3 more UNLV students have visas revoked; protest blasts Trump administration
Published in News & Features
LAS VEGAS — As UNLV confirmed that another three international students have had their visas revoked, dozens of students, faculty and community members descended on the school’s campus to protest the Trump administration’s crackdown on college campuses and sweeping deportations.
The protest, which began at 11 a.m., was organized by the Party for Socialism and Liberation and Youth Revolutionary Front. People held signs that read “Education not deportation,” and chanted from a long list, including “Black, brown, Asian, white. Same struggle, same fight.” Speakers then took the stage, commending those who showed up and reaffirming their right to protest.
“This movement is about not just students,” Raymond Behnke, a junior at the University of Nevada, Las Vegas, told the crowd. “It’s about workers. It’s about undocumented families. All these people that we can show solidarity with today, and how we can show that we have support for them, that we’re not going to just stand back while their due process rights are stripped away from them, as their entire lives are stripped away from them.”
Seven UNLV students, both undergraduate and graduate, have had their visas revoked, according to an email sent by a UNLV official to the UNLV community on Monday. The university said that it discovered the revocations through manually checking a student system, and that neither the university nor the student was notified. The email also said that the students’ identities are protected, and they have requested to remain anonymous.
“We’re doing everything we can to support our international students who are federally mandated to leave the U.S., and we continue to check in on them after their departure,” said Lindsey Gruber, the senior executive director of UNLV Global, in Monday’s email. UNLV Global “serves as the gateway for international students and scholars arriving at UNLV,” according to UNLV’s website.
Sen. Jacky Rosen, D-Nev., joined other senators in a Thursday letter calling on President Donald Trump to stop weaponizing antisemitism to attack educational institutions.
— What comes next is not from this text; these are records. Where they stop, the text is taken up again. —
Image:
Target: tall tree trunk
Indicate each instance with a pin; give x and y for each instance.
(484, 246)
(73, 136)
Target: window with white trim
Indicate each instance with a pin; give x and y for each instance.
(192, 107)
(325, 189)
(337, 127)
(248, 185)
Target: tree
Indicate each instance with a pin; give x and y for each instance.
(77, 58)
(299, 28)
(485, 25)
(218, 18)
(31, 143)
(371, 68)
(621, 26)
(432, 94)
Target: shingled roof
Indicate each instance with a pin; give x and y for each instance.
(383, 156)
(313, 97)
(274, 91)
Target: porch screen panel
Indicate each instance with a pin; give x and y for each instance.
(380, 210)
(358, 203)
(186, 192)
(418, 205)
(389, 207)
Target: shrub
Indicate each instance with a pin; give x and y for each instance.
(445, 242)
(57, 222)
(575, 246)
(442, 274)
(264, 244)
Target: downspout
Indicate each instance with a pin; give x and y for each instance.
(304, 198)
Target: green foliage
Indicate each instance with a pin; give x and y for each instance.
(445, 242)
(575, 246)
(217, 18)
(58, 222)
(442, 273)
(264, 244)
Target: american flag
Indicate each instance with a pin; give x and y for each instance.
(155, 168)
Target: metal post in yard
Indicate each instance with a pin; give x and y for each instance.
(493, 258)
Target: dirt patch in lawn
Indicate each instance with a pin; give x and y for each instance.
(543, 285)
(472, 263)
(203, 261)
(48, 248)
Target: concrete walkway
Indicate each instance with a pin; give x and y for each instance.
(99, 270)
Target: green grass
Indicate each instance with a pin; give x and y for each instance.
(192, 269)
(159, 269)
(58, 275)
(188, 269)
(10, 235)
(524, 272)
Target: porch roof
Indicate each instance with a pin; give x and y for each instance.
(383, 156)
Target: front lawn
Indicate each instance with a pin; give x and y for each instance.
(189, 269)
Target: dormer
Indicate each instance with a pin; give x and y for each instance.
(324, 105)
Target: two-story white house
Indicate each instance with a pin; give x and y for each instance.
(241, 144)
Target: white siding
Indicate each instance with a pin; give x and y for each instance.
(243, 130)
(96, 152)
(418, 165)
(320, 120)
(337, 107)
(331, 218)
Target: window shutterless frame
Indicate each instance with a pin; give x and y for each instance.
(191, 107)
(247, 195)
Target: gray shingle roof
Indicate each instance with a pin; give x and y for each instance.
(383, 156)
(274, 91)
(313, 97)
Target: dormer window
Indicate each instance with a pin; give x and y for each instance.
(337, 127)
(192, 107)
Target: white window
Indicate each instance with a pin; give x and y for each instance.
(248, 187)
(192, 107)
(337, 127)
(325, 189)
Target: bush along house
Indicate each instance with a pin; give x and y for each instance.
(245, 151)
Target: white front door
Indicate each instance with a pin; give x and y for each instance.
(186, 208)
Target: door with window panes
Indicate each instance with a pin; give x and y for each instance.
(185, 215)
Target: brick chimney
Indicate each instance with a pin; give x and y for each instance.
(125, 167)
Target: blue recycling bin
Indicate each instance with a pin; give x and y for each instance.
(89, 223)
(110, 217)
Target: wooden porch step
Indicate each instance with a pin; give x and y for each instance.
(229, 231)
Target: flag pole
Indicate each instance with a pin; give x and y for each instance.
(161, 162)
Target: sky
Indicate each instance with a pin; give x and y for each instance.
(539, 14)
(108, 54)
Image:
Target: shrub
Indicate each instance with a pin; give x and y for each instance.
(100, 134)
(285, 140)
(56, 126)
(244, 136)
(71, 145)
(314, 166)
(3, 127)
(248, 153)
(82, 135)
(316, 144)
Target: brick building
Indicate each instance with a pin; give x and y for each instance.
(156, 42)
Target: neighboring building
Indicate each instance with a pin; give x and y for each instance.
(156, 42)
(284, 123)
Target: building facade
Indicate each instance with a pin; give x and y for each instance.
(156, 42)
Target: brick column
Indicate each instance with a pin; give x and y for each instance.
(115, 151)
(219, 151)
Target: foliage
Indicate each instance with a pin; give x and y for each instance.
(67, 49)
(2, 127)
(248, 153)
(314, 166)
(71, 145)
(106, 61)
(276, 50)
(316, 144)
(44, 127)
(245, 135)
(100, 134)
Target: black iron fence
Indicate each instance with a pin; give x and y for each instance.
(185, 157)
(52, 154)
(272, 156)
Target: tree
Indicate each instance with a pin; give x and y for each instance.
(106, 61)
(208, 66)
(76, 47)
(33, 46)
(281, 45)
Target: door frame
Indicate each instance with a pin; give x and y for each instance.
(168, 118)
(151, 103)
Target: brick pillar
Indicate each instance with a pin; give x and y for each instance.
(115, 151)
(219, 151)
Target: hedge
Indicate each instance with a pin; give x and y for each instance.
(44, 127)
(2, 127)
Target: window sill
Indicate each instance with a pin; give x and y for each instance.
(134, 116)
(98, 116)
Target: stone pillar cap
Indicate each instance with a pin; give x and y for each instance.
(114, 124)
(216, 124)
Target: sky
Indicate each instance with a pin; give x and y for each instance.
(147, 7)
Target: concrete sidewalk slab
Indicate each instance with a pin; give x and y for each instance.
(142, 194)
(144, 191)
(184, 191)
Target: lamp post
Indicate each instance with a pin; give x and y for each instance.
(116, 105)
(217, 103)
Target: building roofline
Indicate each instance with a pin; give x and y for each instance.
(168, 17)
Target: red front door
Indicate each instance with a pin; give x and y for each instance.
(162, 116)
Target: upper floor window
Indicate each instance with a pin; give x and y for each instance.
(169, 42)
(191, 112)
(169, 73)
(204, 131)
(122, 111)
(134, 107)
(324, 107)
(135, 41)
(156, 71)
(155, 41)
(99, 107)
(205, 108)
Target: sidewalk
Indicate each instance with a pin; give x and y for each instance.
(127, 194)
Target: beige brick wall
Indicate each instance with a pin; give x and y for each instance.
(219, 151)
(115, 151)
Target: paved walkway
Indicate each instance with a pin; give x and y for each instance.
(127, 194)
“We are extremely troubled and disturbed by your broad and extra-legal attacks against universities and higher education institutions as well as members of their communities, which seem to go far beyond combating antisemitism, using what is a real crisis as a pretext to attack people and institutions who do not agree with you,” she and other senators wrote. “These attacks go far beyond constructive and necessary efforts to support Jewish students on campus during an unprecedented period of domestic antisemitism.”
Stephanie Gentry, a student at the College of Southern Nevada, is an American citizen with an American father, but the fact that she was born in Panama makes her fearful for her safety. Still, she said, it was important for her to speak out.
“If anything were to happen, I’d rather it happen because I’m standing up for what’s right instead of just going about my business,” Gentry said. “I’m not going to just wait for it to affect me and then care. I’m going to care now.”
Gentry wore a yellow vest to show that she was part of the group designated to act as security for the protesters. Protesters were told to direct any police to those in yellow vests to speak on their behalf.
“Sometimes people think that it only matters if there’s 1,000 people out on the streets, if we’re out here in mass numbers. But every little instance of resistance matters, no matter how small,” Gentry said. “It all accumulates into something bigger.”
Greg Clark, who graduated from UNLV in 2017, held a cardboard sign that read: “UNLV Alumni against Trump.”
“How many more are going to be deported from UNLV’s campus before people start to stand up and say what they need to?” Clark said. “People spend a lot of money to go to these universities, and they shouldn’t have to live in fear of being deported.”
In addition to the protest organizers, several people showed up for what they said was their first-ever protest at UNLV. Some took the stage to speak. Other students skateboarded and scootered by the protest without pause.
“Now is the time, if there ever was a time, for everybody to come together,” Clark said.
Professor Ben Leffel took the stage to encourage people to fight against the “brain drain” as well. UNLV has been hit by federal funding cuts that caused research cuts.
“I will always stand up for my undocumented students. It is time for faculty to use our privilege to protect them,” Leffel said.